# Connecting Pioneer receiver to home network



## Steve S (Oct 26, 2012)

Has anyone had trouble connecting a newer Pioneer receiver to their home network? I have a SC-37, and have tried to connect to my home network using a wireless bridge with no success. I did get my Pioneer blu-ray player online using the same bridge, but no luck with the receiver. I gave up and bought Apple TV, and am using it and a new Ipad as its remote.


----------



## rab-byte (Feb 1, 2011)

Steve S said:


> Has anyone had trouble connecting a newer Pioneer receiver to their home network? I have a SC-37, and have tried to connect to my home network using a wireless bridge with no success. I did get my Pioneer blu-ray player online using the same bridge, but no luck with the receiver. I gave up and bought Apple TV, and am using it and a new Ipad as its remote.


The sc-35 should pull an ip with dns no problem. I've seen it work countless times. That said I like ine interface with appleTV or off a bdp better. The only thing the elite will give you is access to 5.1 surround music streaming.


----------



## Jungle Jack (Jul 28, 2009)

Hello,
I have never come across Pioneer AVR Owners not being able to connect. That being said, I too almost never use the network features of my AVR as I have an Apple TV, PS3, 2 OPPO BDP's, and even my TV can all handle more or less the same features. About the only time I use the network feature is to listen to Atlanta Falcons games on Sirius via the Onkyo.
Cheers,
JJ


----------



## 8086 (Aug 4, 2009)

If the receiver cant get an IP address, check your routers logs, and active connections. If you see a live connection, go to the command prompt and type: 
CMD (hit enter)
ping xxx.xxx.xxx.xxx (the ip address, x represents a number, hit enter)

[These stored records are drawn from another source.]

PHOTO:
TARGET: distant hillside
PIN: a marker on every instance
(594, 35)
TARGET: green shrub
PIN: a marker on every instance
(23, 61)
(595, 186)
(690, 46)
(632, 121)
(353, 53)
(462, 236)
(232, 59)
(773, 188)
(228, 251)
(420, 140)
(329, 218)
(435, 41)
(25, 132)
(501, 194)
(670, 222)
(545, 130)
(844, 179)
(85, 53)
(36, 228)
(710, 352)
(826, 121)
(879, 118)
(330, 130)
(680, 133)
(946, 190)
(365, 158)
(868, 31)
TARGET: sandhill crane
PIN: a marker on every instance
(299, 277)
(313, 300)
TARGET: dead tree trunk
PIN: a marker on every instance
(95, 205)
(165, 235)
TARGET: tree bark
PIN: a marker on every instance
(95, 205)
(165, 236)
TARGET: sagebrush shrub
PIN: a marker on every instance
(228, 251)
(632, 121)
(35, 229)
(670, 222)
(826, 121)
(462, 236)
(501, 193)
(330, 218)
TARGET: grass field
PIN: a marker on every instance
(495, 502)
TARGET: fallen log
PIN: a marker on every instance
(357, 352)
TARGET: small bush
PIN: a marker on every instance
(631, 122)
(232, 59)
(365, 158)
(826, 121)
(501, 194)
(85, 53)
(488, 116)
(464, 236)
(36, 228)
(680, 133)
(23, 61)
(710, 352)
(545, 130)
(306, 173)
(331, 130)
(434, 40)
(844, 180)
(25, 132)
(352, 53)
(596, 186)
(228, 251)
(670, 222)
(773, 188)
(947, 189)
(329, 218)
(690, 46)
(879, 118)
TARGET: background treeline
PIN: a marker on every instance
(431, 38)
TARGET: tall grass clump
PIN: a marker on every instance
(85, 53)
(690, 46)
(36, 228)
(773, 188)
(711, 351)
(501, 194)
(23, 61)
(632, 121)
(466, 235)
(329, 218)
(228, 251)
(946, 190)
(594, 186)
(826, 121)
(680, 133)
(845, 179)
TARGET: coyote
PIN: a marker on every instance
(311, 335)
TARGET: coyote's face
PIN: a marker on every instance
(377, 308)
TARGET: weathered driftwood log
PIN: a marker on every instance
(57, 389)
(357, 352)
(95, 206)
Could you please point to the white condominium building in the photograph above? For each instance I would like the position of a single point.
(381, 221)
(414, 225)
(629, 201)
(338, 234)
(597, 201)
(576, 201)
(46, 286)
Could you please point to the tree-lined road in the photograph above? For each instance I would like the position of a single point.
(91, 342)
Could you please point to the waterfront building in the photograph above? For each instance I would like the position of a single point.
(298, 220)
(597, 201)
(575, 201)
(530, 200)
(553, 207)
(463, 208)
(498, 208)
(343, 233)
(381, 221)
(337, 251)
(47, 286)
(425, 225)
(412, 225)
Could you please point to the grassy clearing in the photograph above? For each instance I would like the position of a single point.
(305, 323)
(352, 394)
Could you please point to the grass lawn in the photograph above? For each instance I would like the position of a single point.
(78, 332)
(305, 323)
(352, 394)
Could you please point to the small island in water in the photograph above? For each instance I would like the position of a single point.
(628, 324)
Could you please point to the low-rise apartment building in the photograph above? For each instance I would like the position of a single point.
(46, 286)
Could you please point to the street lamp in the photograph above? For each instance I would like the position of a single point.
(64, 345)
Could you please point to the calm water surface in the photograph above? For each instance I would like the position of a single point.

See if you get a reply from your wireless bridge. Also, it would he handy to know what make and model of wireless bridge we are working with here. 

The SC-37 is DLNA compatible. If you are trying to stream videos to your TV, you can do it. I've done this usng my PC and PS3. All you need is the right software on your PC. For basic purposes, Windows Media Player will handle simple formats. For more complex streaming and transcoding, you will need a better software package like Nero (preferred) or PS3 MediaServer. Many more choices out there, it just depends on what you want to do here.


Also, I have done media streaming over a Wireless G network and its usually a less than desireable experience. I would suggest a hardwired cable, even if only a mere 100 mb/s. Make the one time labor investment and wire your home for gigabit, thank yourself later.


----------